1.                 Gericht über den Rest an Furcht: Pharao(Verse 1-11)

2.                 Gericht über den Rest an Frucht: Heuschrecken (Verse 12-20)

3.                 Gericht über den Rest an Licht: Finsternis (Verse 21-29)

zu 1: Gericht über den Rest an Furcht: Pharao (Verse 1-11)

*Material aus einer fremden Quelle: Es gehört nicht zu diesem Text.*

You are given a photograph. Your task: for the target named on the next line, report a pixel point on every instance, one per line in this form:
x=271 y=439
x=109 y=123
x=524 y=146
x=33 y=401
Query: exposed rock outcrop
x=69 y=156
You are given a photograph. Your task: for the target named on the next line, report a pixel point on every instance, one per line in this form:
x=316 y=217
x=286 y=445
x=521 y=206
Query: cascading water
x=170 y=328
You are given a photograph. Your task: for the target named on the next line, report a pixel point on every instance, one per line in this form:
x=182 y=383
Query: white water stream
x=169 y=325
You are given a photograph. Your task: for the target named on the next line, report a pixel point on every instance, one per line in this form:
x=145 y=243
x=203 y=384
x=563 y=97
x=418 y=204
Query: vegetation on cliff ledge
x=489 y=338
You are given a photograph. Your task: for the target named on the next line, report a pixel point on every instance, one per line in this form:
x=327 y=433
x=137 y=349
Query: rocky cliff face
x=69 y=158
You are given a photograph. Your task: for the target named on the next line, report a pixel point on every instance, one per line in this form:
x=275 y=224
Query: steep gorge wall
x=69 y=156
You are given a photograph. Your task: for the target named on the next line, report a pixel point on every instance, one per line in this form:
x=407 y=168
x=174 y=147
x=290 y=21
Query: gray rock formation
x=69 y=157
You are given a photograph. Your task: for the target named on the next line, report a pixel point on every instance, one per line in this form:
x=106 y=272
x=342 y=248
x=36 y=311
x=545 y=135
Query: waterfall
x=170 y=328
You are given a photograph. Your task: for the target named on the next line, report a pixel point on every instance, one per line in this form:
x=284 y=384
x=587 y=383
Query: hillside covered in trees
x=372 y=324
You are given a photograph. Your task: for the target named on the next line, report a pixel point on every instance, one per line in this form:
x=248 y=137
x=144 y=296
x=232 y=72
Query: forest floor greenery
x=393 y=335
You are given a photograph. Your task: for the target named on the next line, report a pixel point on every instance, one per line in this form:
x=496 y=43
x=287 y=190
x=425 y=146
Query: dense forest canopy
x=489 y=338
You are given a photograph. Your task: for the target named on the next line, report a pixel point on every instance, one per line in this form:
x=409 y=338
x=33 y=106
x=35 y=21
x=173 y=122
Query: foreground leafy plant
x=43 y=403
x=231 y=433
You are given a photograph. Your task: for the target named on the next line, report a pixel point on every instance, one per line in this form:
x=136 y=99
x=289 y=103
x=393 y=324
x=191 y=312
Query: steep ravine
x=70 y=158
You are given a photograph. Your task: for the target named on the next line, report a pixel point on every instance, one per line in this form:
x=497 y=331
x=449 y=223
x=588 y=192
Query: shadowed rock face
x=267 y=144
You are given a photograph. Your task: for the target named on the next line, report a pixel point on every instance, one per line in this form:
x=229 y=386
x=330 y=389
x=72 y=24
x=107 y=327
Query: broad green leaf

Wir kennen es von römischen Feldherrn, wenn sie z.B. gegen immer wieder aufständische Germa-nenhorden vorgingen. An einem gewissen Punkt stießen sie mit unglaublicher Grausamkeit vor. Dann fiel schnell der Satz: Rom müsse ein „Exempel statuieren“. Gemeint ist ein abschreckendes Beispiel, dass den kommenden Generationen im Gedächtnis haften bleibt und zukünftige Auflehnungen im Keim erstickt. Die größte Waffe des Imperiums war die Angst. Die unterdrückten Völker sollten Angst haben vor Rom, damit befestigten sie ihre Macht. Ein Volk, dass sich fürchtet vor der Obrigkeit, ist beherrschbar. Die Irakkrise erinnert mich ebenfalls an dieses „Exempel statuieren!“ Der Irak wollte partout nicht auf die Forderungen des Weltsicherheitsrates eingehen, also erlitten das Volk Wirtschaftssanktionen und mittlerweile bedeckt Krieg das Land. Die USA will ein Exempel statuiren. Wegen dem 11.September? Diese Methoden, wie sie die Herrscher dieser Zeit und der Geschichte ausgeübt haben, sind die Gleichen geblieben. Der „moderne Versuch“, im Gegensatz zur „barbarischen kriegerischen Geschichte der Menschheit“ nun mit Diplomatie Probleme zu lösen, scheint gescheitert. Ich weiß, wie schwierig es ist, in einer Bibelarbeit solche brisanten Themen aufzunehmen. Doch vieles im Text erinnert mich an die gegenwärtige Situation (April 2003) im Irak. Es macht deutlich, wie aktuell Exodus 10 ist. Und doch ist der Vergleich mit Exodus 10 und der Politik nicht stimmig, wenn man genau hinsieht. Es heißt (Vers 1+2), dass Gott das Herz des Machthabers Ägyptens verstockt hat, damit das Gericht zwar zum Exempel wird, doch nicht in erster Linie für Ägypten. Das Ziel Gottes ist es nicht, Israel als Militärmacht hervorzuheben und Ägypten in Angst und Schrecken zu versetzen. Das Ziel ist es - im ersten Augenblick eigenartigerweise - dass Israel selbst Ehrfurcht bekommt. Gott sagt: „auf dass du verkündigest vor den Ohren deiner Kinder und deiner Kindeskinder, wie ich mit den Ägyptern verfahren bin und welche Zeichen ich unter ihnen getan habe, dass ihr wisset: ich bin der Herr!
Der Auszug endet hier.